Whilst by 2013, official fleet average emissions from cars and taxis had fallen 9.8 MtCO2e from 1990 levels and are on trend to continue this, emissions from LGVs have increased by 6.3 MtCO2e over the same period, from 9% of total emissions to 15%. Latest British transport statistics reveal record highs both in terms of the rate of growth in new LGV registrations and in travel distances. This is the fastest growing source of road traffic (5.6% growth in 2014 compared with 2% for HGVs and 1% for cars) with vans being the component of road traffic to recover most quickly after the recent recession.

National Road Traffic Forecasts are for further growth of 50 to 70% by 2040. The recent reduction in average gCO2/km for vans to about 177 gCO2/km comes despite a continued shift in sales towards heavier, higher-emitting vans, which offer greater flexibility of use and increased payload efficiency. In any case, this performance still requires a 3.7% per annum rate of improvement to get to the147g/km target in 2020.

LGV traffic is forecast to continue to grow strongly as a result of:

  • growing and changing demand for new ways of buying goods and fulfilling deliveries including online shopping,
  • expanding urban populations through greater levels of urbanisation and significant migration,
  • urban de-industrialisation and the rise of the service-based economy,
  • increasing demand for outsourced servicing functions such as in the provision of utilities and in construction, and
  • logistics sprawl, with warehouses relocated to urban peripheries resulting in longer journeys.

These constitute a wide-ranging and diverse set of influences calling for holistic analysis based around a whole system perspective both within the transport system (freight and passenger), the wider economy (structure of jobs and trade) and the wider energy system (low carbon energy vectors).

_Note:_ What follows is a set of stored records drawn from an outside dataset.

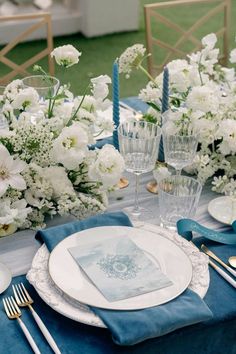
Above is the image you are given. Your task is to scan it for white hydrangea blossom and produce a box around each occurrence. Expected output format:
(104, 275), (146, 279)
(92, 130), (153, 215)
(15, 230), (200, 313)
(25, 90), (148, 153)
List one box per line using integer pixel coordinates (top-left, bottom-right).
(0, 46), (123, 232)
(51, 123), (88, 170)
(121, 33), (236, 195)
(51, 44), (82, 68)
(88, 145), (124, 189)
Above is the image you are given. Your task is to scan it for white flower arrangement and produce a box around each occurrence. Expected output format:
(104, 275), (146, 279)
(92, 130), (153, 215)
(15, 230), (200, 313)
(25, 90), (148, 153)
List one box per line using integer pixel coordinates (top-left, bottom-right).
(0, 45), (124, 236)
(120, 33), (236, 197)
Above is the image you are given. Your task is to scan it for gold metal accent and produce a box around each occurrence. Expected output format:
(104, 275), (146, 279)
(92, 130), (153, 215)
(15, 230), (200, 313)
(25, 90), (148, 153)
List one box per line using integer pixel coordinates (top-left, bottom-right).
(228, 256), (236, 268)
(117, 177), (129, 189)
(12, 283), (34, 310)
(201, 244), (232, 269)
(144, 0), (231, 76)
(146, 181), (158, 194)
(0, 13), (55, 85)
(2, 296), (21, 320)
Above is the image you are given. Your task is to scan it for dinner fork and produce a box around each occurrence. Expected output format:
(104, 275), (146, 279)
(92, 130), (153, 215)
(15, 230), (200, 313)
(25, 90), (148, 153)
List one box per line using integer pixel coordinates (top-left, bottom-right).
(12, 283), (61, 354)
(2, 296), (41, 354)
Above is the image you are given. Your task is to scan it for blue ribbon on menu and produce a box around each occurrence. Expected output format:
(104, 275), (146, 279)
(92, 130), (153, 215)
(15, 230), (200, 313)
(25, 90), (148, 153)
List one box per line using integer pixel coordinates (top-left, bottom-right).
(177, 219), (236, 245)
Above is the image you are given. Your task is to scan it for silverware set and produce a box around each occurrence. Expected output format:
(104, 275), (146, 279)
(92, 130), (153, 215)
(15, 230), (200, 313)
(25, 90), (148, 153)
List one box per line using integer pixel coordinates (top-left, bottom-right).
(3, 283), (61, 354)
(201, 244), (236, 288)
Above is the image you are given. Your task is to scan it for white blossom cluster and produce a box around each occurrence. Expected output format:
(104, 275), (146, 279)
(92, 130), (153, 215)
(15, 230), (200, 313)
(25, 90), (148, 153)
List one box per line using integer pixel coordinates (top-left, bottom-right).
(0, 45), (124, 236)
(121, 33), (236, 196)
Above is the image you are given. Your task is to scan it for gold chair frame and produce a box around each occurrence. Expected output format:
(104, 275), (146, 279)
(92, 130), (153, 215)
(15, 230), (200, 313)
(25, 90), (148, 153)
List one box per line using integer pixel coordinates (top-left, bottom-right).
(0, 13), (54, 85)
(144, 0), (231, 75)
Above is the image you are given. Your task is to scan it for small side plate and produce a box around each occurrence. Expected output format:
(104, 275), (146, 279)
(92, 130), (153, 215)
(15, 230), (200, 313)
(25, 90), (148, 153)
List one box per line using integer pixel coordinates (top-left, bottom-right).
(208, 196), (236, 225)
(0, 263), (12, 294)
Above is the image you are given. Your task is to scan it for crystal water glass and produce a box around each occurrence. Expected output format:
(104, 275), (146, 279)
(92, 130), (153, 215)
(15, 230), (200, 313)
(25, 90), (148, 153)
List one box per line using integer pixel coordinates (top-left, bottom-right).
(22, 75), (60, 101)
(118, 121), (161, 219)
(162, 128), (198, 175)
(0, 86), (8, 129)
(158, 175), (202, 230)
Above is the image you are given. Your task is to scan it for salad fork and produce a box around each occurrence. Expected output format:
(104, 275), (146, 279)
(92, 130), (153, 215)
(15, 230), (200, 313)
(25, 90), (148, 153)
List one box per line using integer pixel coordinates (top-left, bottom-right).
(2, 296), (41, 354)
(12, 283), (61, 354)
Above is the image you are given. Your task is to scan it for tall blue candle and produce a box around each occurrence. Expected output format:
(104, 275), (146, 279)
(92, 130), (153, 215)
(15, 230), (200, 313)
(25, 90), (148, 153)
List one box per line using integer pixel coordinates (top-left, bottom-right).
(112, 60), (120, 150)
(161, 66), (169, 113)
(158, 66), (169, 162)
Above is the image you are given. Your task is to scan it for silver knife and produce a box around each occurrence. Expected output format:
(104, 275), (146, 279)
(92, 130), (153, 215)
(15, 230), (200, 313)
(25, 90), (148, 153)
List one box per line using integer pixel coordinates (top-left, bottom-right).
(201, 244), (236, 277)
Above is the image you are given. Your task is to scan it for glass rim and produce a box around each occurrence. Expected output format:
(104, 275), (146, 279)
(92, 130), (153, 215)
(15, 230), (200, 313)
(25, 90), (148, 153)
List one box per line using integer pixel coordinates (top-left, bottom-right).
(158, 175), (202, 198)
(21, 75), (60, 90)
(162, 129), (200, 138)
(117, 120), (162, 140)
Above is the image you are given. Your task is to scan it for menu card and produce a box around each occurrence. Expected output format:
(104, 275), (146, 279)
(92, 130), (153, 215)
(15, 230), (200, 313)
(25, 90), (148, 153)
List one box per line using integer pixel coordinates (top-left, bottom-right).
(68, 235), (172, 302)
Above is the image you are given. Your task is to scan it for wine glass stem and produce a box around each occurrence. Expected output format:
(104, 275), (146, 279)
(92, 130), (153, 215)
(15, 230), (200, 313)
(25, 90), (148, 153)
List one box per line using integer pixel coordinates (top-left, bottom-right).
(134, 174), (139, 212)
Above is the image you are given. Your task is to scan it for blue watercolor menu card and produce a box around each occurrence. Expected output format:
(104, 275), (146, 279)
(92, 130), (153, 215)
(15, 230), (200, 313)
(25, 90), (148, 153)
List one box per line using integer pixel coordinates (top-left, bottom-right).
(68, 236), (172, 302)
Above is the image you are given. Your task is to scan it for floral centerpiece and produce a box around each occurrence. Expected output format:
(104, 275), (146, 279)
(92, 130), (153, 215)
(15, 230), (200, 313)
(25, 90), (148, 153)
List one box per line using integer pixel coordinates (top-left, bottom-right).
(0, 45), (124, 236)
(119, 33), (236, 196)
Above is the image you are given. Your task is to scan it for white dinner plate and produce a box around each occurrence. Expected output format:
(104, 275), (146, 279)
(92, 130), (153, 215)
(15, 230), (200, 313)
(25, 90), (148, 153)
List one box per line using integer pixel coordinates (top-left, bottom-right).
(208, 196), (236, 225)
(0, 263), (12, 294)
(48, 226), (192, 310)
(27, 224), (210, 328)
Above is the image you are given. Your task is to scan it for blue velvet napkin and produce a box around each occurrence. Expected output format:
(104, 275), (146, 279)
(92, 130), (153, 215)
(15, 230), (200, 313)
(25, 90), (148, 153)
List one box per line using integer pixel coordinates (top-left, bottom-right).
(36, 212), (212, 345)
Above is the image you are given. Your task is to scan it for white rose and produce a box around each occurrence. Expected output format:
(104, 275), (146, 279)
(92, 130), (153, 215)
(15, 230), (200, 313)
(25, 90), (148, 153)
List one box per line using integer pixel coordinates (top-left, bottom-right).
(186, 85), (219, 113)
(88, 145), (125, 188)
(43, 166), (75, 198)
(51, 44), (82, 68)
(229, 48), (236, 64)
(91, 75), (111, 100)
(51, 123), (88, 170)
(202, 33), (217, 49)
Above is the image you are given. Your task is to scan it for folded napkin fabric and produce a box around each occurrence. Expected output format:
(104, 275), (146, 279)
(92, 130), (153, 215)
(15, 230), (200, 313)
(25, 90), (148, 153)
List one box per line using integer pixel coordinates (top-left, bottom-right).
(36, 212), (212, 345)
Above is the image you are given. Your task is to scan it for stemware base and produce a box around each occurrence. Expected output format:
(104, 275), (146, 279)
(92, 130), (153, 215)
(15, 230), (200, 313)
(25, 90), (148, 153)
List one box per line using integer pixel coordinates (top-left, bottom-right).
(146, 181), (158, 194)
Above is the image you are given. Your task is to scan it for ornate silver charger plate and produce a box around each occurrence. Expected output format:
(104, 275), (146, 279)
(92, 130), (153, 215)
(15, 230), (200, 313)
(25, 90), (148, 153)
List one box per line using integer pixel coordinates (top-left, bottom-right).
(27, 223), (210, 328)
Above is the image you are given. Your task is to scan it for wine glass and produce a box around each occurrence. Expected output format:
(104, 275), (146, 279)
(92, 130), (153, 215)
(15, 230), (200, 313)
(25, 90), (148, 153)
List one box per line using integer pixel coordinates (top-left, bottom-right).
(22, 75), (60, 101)
(0, 86), (8, 129)
(118, 121), (161, 220)
(162, 128), (198, 175)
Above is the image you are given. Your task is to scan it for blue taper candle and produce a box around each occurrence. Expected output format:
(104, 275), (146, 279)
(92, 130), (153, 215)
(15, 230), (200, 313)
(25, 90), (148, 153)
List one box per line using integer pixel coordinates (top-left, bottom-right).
(158, 66), (169, 162)
(161, 66), (169, 113)
(112, 60), (120, 150)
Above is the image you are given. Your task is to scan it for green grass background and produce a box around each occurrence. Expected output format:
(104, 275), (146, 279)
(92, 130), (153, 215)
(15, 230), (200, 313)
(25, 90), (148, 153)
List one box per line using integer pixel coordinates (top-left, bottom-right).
(0, 0), (236, 97)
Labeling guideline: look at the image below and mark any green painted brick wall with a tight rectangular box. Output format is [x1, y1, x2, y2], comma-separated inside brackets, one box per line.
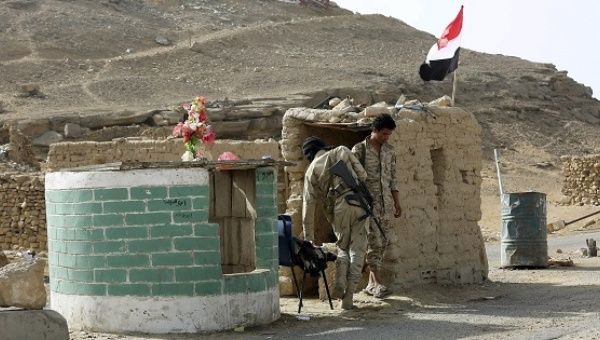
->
[46, 168, 278, 296]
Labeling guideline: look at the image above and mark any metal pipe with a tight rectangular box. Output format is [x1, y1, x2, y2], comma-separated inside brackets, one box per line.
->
[494, 149, 504, 199]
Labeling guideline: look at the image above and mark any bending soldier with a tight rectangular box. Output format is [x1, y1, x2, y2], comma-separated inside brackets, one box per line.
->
[352, 114, 402, 298]
[302, 137, 369, 309]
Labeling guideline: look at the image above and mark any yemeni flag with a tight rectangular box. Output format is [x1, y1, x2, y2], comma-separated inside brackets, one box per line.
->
[419, 6, 463, 81]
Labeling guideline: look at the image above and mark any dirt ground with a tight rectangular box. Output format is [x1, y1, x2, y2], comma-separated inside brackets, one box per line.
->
[65, 257, 600, 340]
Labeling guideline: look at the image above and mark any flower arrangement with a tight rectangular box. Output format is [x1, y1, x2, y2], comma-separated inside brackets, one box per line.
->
[173, 96, 216, 162]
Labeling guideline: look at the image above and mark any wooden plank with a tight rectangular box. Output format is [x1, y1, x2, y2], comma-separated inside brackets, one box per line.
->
[245, 170, 256, 219]
[213, 172, 231, 218]
[238, 218, 256, 271]
[231, 171, 247, 217]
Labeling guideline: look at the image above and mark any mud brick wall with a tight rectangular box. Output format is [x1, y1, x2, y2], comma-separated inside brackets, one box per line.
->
[560, 155, 600, 205]
[0, 174, 47, 250]
[281, 97, 488, 287]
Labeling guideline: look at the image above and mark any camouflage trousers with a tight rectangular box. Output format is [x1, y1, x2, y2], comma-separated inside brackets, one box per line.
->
[333, 197, 369, 290]
[366, 204, 390, 272]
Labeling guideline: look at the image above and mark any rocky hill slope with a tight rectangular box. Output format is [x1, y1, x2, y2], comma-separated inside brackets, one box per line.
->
[0, 0, 600, 161]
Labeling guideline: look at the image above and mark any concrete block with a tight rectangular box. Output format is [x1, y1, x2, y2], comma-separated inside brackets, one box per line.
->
[0, 310, 69, 340]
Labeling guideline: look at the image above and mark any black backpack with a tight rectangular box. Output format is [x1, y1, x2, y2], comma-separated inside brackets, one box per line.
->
[292, 237, 337, 277]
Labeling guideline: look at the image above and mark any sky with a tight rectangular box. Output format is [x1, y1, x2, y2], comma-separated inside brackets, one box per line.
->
[335, 0, 600, 99]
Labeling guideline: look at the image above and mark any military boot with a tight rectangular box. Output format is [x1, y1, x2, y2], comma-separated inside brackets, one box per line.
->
[342, 284, 356, 310]
[333, 257, 348, 299]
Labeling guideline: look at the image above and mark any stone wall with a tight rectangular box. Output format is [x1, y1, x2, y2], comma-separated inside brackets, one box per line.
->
[281, 97, 488, 286]
[0, 174, 47, 250]
[561, 155, 600, 205]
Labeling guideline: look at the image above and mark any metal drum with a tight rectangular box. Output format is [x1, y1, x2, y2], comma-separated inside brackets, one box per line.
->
[500, 192, 548, 268]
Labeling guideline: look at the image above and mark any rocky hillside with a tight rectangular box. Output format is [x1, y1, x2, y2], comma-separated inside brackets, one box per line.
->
[0, 0, 600, 161]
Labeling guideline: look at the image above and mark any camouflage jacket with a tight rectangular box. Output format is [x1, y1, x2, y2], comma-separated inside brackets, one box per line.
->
[302, 146, 367, 241]
[352, 137, 398, 212]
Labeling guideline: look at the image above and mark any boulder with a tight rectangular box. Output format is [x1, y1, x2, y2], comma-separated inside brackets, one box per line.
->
[0, 258, 46, 309]
[0, 310, 69, 340]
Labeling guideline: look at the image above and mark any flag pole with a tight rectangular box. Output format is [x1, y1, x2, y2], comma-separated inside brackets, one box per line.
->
[451, 70, 458, 106]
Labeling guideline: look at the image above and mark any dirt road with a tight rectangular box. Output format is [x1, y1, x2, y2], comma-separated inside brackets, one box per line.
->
[71, 232, 600, 340]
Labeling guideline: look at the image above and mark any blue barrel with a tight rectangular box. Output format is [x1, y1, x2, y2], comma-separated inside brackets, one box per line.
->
[500, 192, 548, 268]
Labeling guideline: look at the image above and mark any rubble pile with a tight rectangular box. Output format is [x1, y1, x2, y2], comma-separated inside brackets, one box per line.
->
[0, 173, 47, 250]
[561, 155, 600, 205]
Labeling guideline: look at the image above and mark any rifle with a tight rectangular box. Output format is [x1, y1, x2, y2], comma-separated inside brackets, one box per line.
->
[329, 161, 387, 242]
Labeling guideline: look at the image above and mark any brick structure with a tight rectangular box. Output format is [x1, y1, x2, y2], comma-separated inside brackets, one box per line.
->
[281, 100, 488, 293]
[560, 155, 600, 205]
[46, 167, 279, 333]
[0, 173, 46, 250]
[0, 138, 287, 250]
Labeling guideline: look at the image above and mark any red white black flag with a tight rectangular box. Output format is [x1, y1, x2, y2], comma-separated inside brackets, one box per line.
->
[419, 6, 463, 81]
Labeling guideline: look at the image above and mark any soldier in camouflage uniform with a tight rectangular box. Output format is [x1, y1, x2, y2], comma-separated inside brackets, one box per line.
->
[302, 137, 369, 309]
[352, 114, 402, 298]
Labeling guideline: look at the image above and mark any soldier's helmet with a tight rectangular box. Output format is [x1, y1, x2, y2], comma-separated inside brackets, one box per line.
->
[302, 136, 326, 162]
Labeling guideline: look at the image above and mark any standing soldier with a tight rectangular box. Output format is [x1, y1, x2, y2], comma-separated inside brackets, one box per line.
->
[352, 114, 402, 298]
[302, 137, 369, 309]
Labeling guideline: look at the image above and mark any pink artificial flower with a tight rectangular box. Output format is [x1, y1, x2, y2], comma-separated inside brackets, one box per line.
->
[181, 124, 193, 143]
[173, 122, 183, 137]
[218, 151, 240, 161]
[198, 110, 208, 122]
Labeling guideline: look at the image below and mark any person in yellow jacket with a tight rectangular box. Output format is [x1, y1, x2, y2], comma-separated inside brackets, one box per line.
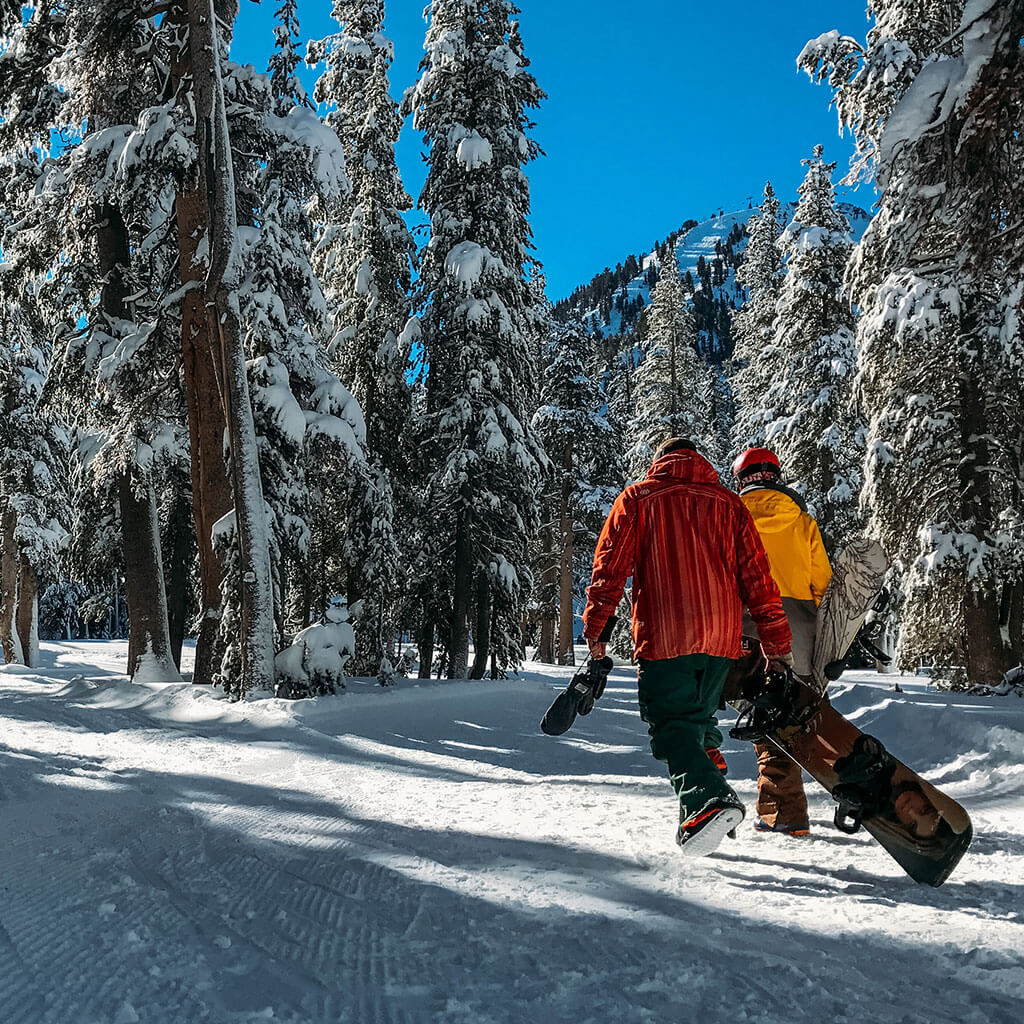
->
[732, 447, 831, 836]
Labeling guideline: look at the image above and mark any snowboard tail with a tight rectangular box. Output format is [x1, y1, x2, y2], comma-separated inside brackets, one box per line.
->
[726, 538, 973, 886]
[730, 650, 973, 886]
[541, 615, 617, 736]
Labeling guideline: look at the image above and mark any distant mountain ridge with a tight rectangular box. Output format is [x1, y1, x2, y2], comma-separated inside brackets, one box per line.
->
[554, 203, 870, 361]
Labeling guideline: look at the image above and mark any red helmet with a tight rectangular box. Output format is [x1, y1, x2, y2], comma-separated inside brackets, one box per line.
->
[732, 449, 782, 484]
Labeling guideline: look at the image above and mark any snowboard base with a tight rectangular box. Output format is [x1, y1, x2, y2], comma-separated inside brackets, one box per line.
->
[729, 650, 973, 886]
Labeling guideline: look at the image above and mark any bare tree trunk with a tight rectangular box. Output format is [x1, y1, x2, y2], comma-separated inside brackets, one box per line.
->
[959, 311, 1010, 686]
[188, 0, 273, 694]
[167, 0, 231, 685]
[96, 198, 181, 682]
[447, 509, 473, 679]
[0, 508, 23, 665]
[118, 470, 181, 683]
[537, 515, 558, 665]
[558, 438, 575, 665]
[15, 553, 39, 667]
[469, 569, 494, 679]
[165, 481, 194, 670]
[416, 607, 434, 679]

In this project we will identify opportunities to accelerate emission reductions by addressing key knowledge gaps in technology adoption, demand growth and interactions with existing policy initiatives. In doing so we take a wider systems approach to understanding the problem and its connections to emission reduction options through the following 4 objectives:

  1. Understand the diverse composition of LGV traffic, sources of recent growth and important structural changes likely to act as forces for potential future trends in LGV energy demand;
  2. Explore the opportunities to reduce the carbon intensity of LGV private and commercial transport demand through policies, organisational and logistical changes and new technologies which act on both the generators of this growth and targeted ways of mitigating their impacts;
  3. Use a case study approach to allow focused investigation of specific: (i) systems of provision (e.g. for food); and (ii) area-based policies (e.g. Low Emission Zones);
  4. Pull together the various insights provided by these approaches in such a way that we can better estimate the potential impacts (UK-wide and area-wide) of a sample of interventions through the application of transport and carbon systems modelling, through the use of more informed insights and data inputs into such models about the van sector than has hitherto been possible.